The large medieval room derives its name from the états généraux of the Kingdom of France that were convened two times at the request of Henri III. These extraordinary meetings bringing together the three orders of society (nobility, clergy, bourgeois) were called by the king in order to deal with a major crisis, often a war, or to request military or fiscal assistance. In 1576, Henry III convened the estates so as to steer the Catholic League and raise taxes, in 1588-1589 he did so in the hope of liquidating the same Catholic League, which he could no longer control.
From 1861 to 1866, Felix Duban endeavored to restore this room; more specifically, he wished to do away with transformations having occurred subsequent to the 13th century. He created the Neo-Gothic decor that adorn the walls, particularly the 6720 painted fleur-de-lys on the paneling of the vaults, the fireplace, the polychrome terra cotta pavement and the staircase. As for the 15th-century windows, the stained glass panels he had manufactured bore the emblems of Louis XII and Anne of Brittany, namely the porcupine and the ermine. The painted decor were restored in 2006-2007.
In order to bolster the two great naves that covered the room, carpenters of the Middle Ages installed framework rafters, which supported the truss roof. Even though the 19th-century rehabilitation damaged a small portion of the beams, following analysis of the growth rings of the wood, most of the framework has been dated back to 1214.
When Felix Duban restored the Estates room (1862-1864), he drew inspiration for the pinion from the western facade of the 13th-century refectory of the ancient monastery of Saint-Martin-des-Champs in Paris. As a result, we have little idea of the original state of this pinion; which was masked by the « Vault » building added on during the 16th century, only to be demolished in 1860.
The rooms on the ground floor of the François I wing, probably occupied by the chateau’s kitchens, have now been made into the Interpretation Rooms and the Architecture Rooms and form the first part of the visit itinerary, after the State Room.
As a result of the various owners leaving their mark over the centuries, the Chateau of Blois can be considered as a summary of French architecture.
The new Interpretation Rooms have been designed to show the different phases of construction and demolition of the various parts of the building and explain how the monument has evolved over time, so that the public are better prepared for their visit of the chateau.
The history and architecture of the chateau is highlighted using novel and varied means of communication using different supports (video, models, construction materials, interactive screens with 3D models, old drawings and reconstructions), following a chronological order. The emphasis on multimedia is especially suited to disabled visitors for whom special arrangements have been made (text in braille, plans and drawings in relief and tactile models).

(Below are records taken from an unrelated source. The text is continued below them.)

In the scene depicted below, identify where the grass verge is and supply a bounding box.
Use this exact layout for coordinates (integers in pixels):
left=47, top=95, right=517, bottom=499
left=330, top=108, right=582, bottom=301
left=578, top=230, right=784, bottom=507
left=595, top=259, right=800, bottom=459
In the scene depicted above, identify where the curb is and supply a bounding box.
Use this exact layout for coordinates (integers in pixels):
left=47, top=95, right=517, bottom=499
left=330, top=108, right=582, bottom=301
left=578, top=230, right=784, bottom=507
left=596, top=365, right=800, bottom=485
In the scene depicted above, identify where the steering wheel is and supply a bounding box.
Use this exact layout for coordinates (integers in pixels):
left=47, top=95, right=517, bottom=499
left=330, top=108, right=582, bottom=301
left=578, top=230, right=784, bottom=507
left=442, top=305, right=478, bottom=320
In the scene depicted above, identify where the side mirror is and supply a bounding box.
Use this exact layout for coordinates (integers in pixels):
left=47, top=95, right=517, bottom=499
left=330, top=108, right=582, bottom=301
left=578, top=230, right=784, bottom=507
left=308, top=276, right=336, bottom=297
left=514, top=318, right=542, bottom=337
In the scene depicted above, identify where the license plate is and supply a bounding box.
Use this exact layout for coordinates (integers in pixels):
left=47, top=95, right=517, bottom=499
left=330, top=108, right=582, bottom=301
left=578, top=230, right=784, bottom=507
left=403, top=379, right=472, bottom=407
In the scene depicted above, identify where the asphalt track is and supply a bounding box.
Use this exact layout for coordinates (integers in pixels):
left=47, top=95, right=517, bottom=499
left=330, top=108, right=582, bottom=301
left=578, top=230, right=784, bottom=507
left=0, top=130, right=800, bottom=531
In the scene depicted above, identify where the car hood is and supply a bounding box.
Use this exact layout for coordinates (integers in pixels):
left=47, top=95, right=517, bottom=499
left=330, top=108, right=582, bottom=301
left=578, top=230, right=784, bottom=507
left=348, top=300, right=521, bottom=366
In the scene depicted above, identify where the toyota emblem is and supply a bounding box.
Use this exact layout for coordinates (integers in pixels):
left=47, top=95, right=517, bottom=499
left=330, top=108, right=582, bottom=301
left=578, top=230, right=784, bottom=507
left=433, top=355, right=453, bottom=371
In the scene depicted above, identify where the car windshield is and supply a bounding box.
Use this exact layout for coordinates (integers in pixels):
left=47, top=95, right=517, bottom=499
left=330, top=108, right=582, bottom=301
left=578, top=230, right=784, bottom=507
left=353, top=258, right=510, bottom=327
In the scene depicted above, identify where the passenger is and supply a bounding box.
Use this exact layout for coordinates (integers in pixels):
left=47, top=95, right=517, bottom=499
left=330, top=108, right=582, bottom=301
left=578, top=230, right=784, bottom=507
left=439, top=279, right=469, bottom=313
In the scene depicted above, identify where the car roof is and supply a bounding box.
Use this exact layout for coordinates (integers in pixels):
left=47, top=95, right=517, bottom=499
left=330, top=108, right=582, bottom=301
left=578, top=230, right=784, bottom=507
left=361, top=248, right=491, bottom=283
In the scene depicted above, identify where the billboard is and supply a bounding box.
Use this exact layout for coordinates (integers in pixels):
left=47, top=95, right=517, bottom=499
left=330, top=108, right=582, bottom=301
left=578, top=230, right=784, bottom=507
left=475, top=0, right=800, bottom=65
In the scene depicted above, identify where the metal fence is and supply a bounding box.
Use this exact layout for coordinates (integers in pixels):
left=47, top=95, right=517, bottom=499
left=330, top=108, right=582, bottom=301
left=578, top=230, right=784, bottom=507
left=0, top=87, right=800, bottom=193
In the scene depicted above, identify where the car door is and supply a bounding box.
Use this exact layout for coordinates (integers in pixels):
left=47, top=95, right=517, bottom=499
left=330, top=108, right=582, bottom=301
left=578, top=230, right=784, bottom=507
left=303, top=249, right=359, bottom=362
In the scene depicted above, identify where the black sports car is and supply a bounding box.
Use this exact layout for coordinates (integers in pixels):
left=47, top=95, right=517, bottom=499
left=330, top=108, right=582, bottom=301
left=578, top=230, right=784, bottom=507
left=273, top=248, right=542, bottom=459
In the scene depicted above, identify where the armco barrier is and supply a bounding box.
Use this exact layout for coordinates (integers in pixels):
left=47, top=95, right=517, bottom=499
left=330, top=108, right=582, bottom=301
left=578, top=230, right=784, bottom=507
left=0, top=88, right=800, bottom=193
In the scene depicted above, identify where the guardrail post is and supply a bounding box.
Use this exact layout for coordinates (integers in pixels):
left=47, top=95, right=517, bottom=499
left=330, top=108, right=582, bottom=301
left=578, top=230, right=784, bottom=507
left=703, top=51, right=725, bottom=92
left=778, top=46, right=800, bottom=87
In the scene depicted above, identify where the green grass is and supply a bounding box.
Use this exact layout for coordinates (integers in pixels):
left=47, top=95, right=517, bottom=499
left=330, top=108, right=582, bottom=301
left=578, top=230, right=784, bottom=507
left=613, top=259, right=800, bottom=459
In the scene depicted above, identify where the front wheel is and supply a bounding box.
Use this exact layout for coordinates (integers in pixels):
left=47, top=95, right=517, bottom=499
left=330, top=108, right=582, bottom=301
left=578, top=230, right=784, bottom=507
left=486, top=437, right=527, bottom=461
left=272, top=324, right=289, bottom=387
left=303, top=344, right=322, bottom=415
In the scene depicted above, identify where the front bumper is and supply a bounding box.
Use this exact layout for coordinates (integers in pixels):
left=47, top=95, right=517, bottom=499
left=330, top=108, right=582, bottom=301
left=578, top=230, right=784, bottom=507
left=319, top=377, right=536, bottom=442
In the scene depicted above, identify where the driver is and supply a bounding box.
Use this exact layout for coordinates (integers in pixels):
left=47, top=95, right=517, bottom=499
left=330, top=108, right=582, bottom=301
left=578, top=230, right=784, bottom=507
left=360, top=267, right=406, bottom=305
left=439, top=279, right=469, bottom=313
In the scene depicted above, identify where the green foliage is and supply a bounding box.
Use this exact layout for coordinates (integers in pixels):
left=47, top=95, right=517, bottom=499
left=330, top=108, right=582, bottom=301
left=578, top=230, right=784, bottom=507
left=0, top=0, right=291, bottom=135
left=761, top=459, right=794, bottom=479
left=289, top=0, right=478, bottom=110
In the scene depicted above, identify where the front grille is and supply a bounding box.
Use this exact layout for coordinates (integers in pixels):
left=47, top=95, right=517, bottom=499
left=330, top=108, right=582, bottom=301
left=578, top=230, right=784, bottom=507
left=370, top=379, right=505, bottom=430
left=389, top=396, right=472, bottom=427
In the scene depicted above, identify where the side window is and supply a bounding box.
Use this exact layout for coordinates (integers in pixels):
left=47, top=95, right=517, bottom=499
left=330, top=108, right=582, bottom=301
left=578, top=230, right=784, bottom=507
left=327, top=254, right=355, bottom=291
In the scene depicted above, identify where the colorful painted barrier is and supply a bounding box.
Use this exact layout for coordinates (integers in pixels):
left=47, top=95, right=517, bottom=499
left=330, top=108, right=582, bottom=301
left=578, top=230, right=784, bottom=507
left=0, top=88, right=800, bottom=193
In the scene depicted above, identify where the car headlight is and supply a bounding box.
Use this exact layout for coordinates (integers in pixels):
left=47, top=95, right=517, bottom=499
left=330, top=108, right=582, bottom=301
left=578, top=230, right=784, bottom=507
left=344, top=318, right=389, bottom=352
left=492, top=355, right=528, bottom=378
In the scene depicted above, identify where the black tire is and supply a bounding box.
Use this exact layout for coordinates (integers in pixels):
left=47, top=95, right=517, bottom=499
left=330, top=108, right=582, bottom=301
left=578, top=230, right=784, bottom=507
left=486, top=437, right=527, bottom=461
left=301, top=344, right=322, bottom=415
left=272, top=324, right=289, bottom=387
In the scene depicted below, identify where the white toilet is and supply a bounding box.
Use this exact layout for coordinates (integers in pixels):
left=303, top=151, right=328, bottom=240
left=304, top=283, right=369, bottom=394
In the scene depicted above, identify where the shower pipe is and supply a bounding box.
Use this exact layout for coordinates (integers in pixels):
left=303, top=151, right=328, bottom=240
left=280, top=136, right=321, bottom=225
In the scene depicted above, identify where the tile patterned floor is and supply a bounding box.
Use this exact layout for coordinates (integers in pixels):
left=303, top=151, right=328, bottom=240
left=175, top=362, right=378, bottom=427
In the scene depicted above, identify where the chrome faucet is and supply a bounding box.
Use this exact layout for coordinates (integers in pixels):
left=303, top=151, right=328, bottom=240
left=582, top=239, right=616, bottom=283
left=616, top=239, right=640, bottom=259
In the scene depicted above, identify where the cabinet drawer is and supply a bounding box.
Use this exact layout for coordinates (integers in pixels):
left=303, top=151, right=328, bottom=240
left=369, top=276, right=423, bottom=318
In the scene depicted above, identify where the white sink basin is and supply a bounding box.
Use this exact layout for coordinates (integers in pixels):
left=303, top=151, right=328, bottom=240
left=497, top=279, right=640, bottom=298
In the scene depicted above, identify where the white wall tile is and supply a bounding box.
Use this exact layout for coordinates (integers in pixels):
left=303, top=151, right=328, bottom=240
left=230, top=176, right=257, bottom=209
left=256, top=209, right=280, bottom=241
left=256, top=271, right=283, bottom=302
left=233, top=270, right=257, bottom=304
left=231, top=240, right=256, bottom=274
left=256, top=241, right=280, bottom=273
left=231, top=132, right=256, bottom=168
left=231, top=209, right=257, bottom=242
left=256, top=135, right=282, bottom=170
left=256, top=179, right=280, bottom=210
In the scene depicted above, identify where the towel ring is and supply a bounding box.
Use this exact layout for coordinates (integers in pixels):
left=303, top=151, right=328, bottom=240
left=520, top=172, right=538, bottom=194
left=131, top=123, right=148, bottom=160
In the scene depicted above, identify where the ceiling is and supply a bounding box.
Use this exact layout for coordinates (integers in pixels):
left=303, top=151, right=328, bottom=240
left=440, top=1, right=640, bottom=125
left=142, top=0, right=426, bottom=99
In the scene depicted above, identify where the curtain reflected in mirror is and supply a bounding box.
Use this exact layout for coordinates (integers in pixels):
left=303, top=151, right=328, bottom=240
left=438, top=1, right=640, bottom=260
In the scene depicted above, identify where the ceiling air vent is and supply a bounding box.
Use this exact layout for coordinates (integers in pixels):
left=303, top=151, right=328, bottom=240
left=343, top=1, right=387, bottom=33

These rooms (like the Architecture Rooms) are accessible by ramps and are suitable for wheelchair users.
These rooms are dedicated to understanding the architecture and the restorations of the facades of the chateau and include original stonework removed during the various restoration projects dating from 1843. Other works include restoration projects of missing sculptures (plaster casts and studies) and especially, sculpted royal emblems (the salamander, porcupine, ermine and swan), which were destroyed during the French Revolution between 1792 and 1794. There is also the possibility to view, close up and in real size, the decorations on the top of the facades such as dormer windows and gargoyles.
In the first room, a presentation of the recently restored fountain and an enlargement of a contemporary drawing of the chateau and its gardens by J. A. Du Cerceau, evoke the splendor of the lost gardens of Louis XII. The Tour de Milieu has been re-opened to the public and concentrates on the iconography of the sculpted reliefs of Hercules on the Loggia Facade of the chateau. This room also displays a tactile model of the château which explains its evolution and can be taken apart for teaching purposes in special workshops.